If we critically examine the published studies, some concerns exist: the numbers of children studied are scant; no double-blind, placebo-controlled study has been published, and no children with major urological malformations or renal damage have been included in any study. Thus, we cannot apply these results to children at higher risk, for example, infants with high-grade reflux and renal hypo-dysplasia, or older children with recurrent cystitis and bladder instability. A randomised controlled trial (RCT) evaluating these patients would be very helpful. Another important point is the use of older antibiotics, with an increasing rate of bacterial resistance: co-amoxiclav and co-trimoxazole. The latter, to us surprisingly, is the antibiotic chosen for the prophylaxis in the current RIVUR study. Newer antibiotics, with a better resistance profile, could allow a lower number of recurrences in the prophylaxis arm of studies. No attention has been given to other commonly associated factors, such as constipation and dysfunctional voiding.

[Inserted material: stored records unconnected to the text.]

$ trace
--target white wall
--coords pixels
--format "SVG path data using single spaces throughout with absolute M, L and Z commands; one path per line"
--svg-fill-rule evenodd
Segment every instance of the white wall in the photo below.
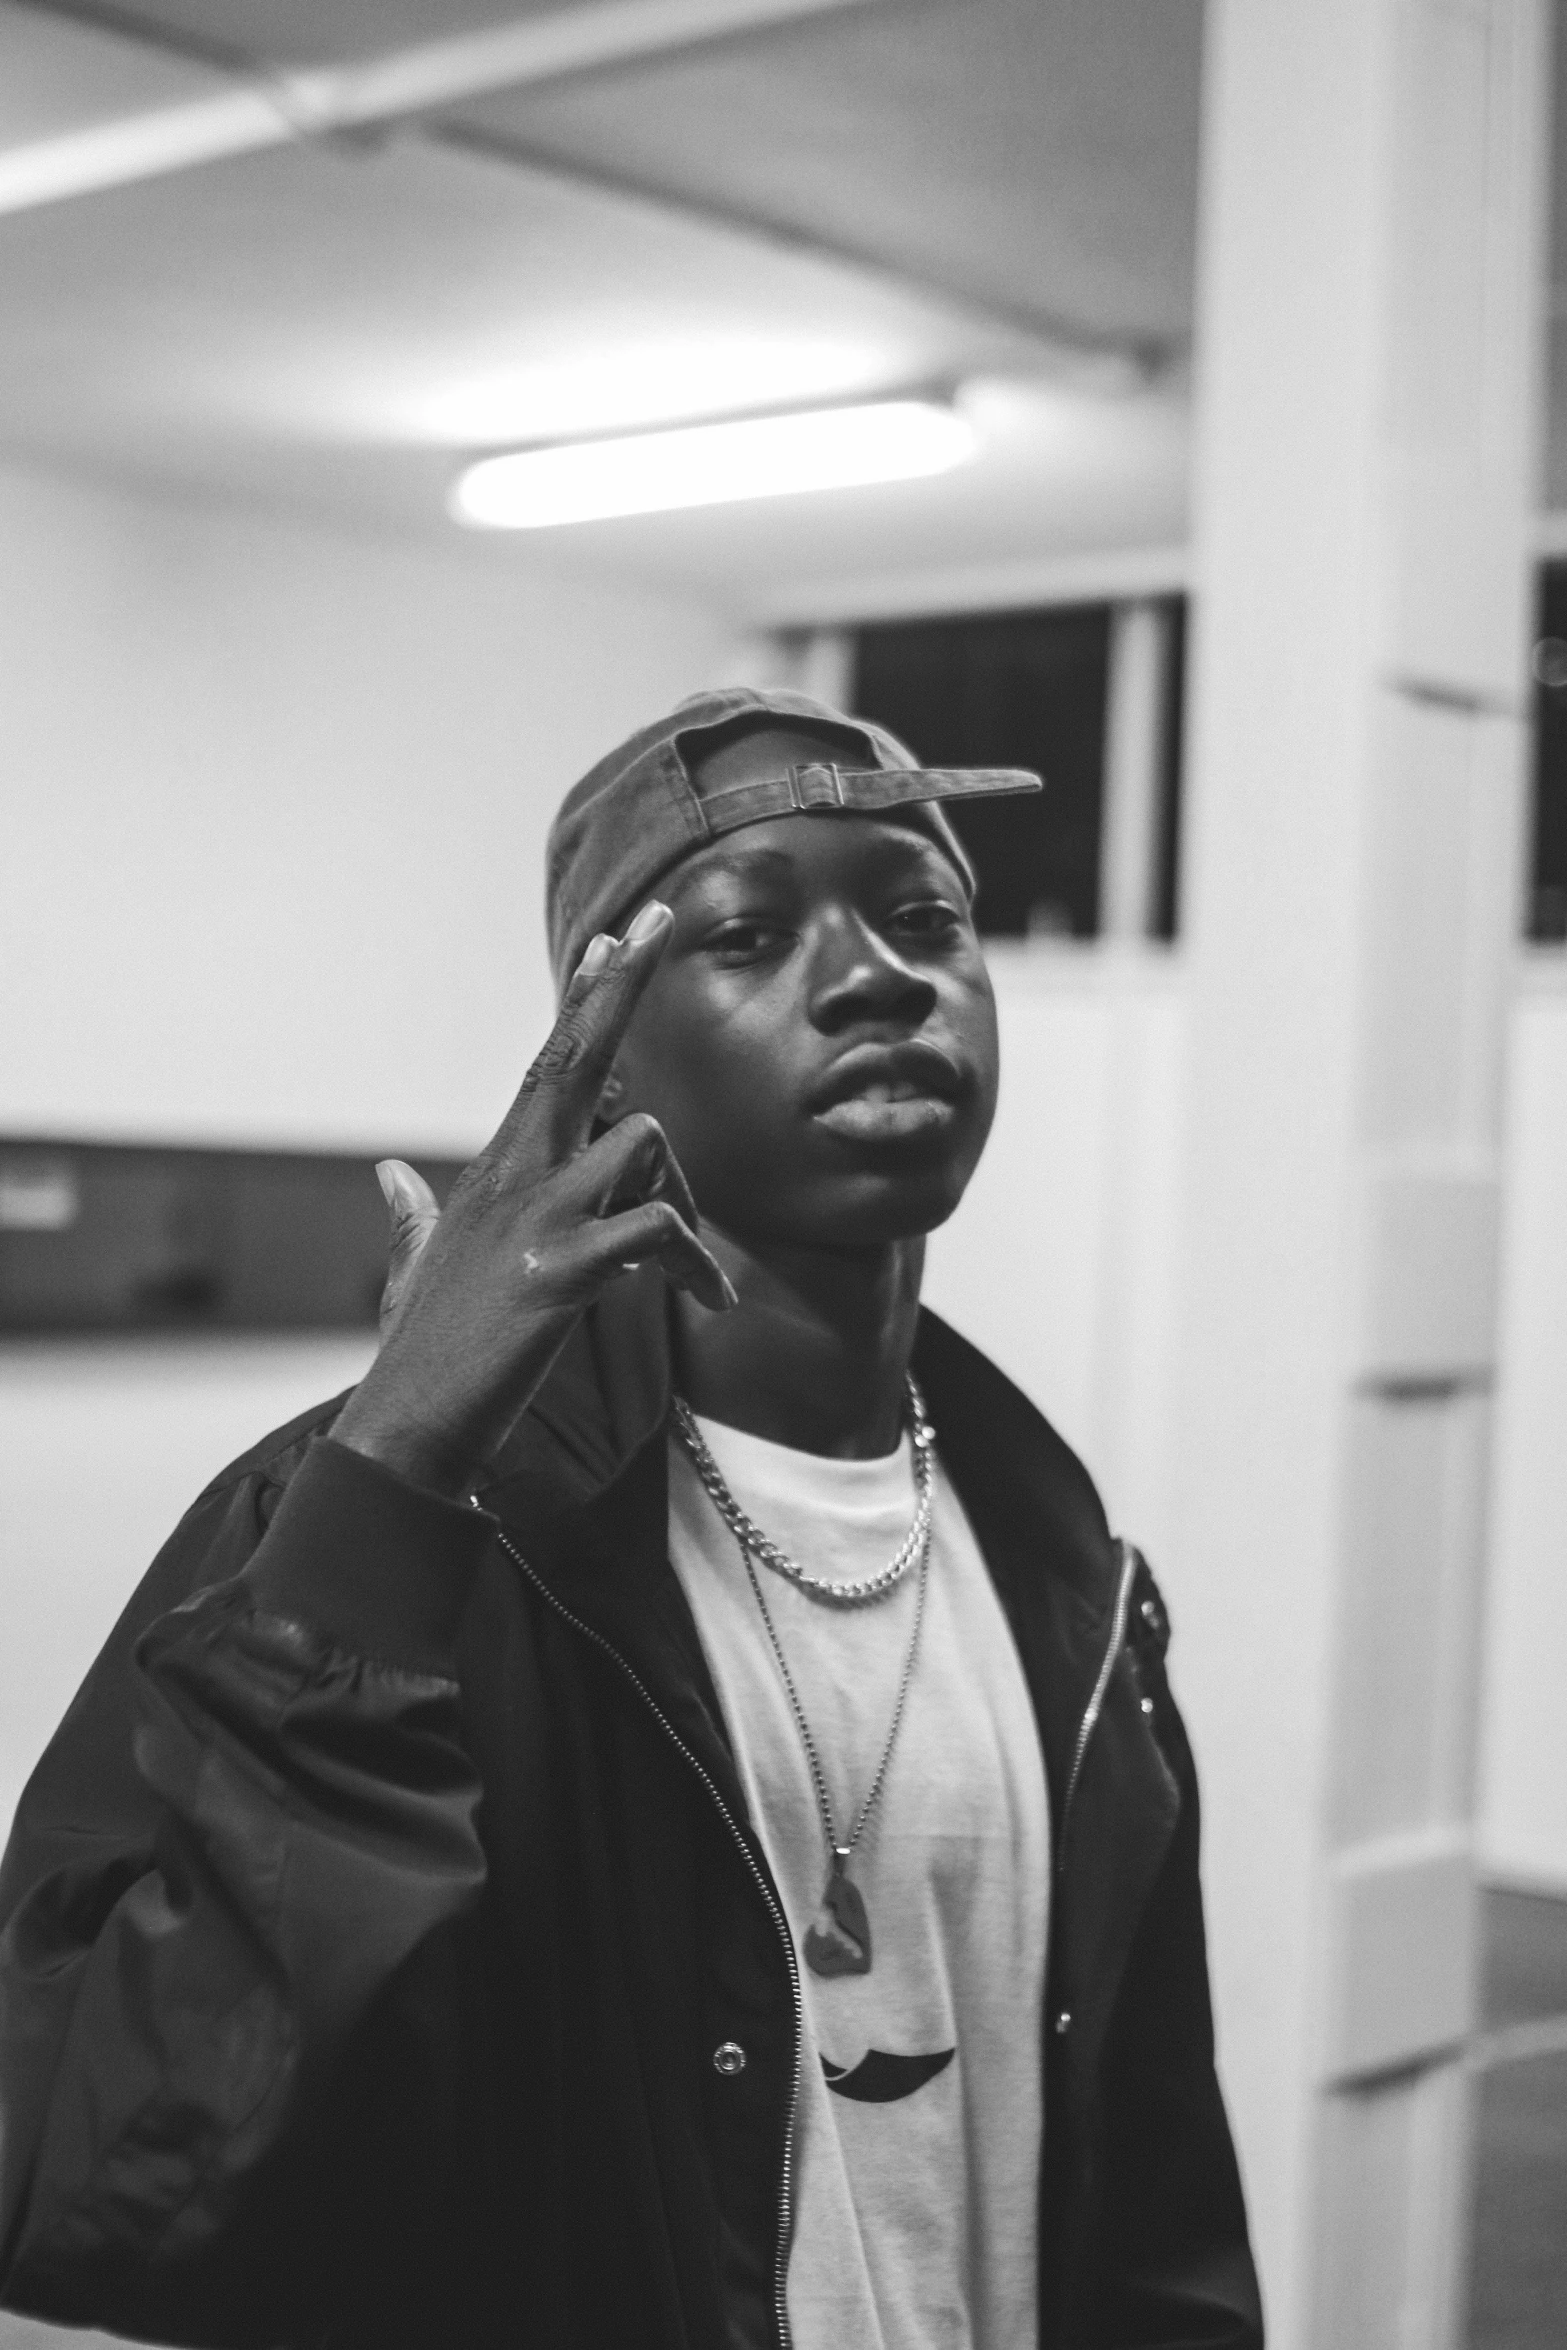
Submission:
M 488 548 L 0 472 L 0 1131 L 481 1140 L 557 801 L 736 657 Z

From the studies available up to now, we believe it is possible to draw some conclusions, but many uncertainties still remain. Antibiotic prophylaxis is not indicated for children following a first febrile UTI if no or only mild grade I or II reflux is present. Three reasons form the basis of this decision: 1. the meta-analyses of the published data do not show any benefit in this group; 2. there is a relevant risk of inducing bacteria resistance to the antibiotics; 3. the frequency of re-infection is low (a second episode of febrile UTI occurred in the no-prophylaxis arm of the four studies examined in 3.5%, 3% and 8% of children with no VUR and grade I and II reflux, respectively). For higher grade reflux, no definite conclusions can be drawn. The reasons for this uncertainty are: 1. the percentage of re-infection is much higher for grade III than for grades 0, I and II reflux (28% of children with grade III reflux of the no-prophylaxis arm); 2. while the meta-analysis demonstrated no significant benefit of antibiotic prophylaxis in this group, the number of treated patients from the published trials was insufficient and will hopefully be addressed by the three as yet unpublished studies.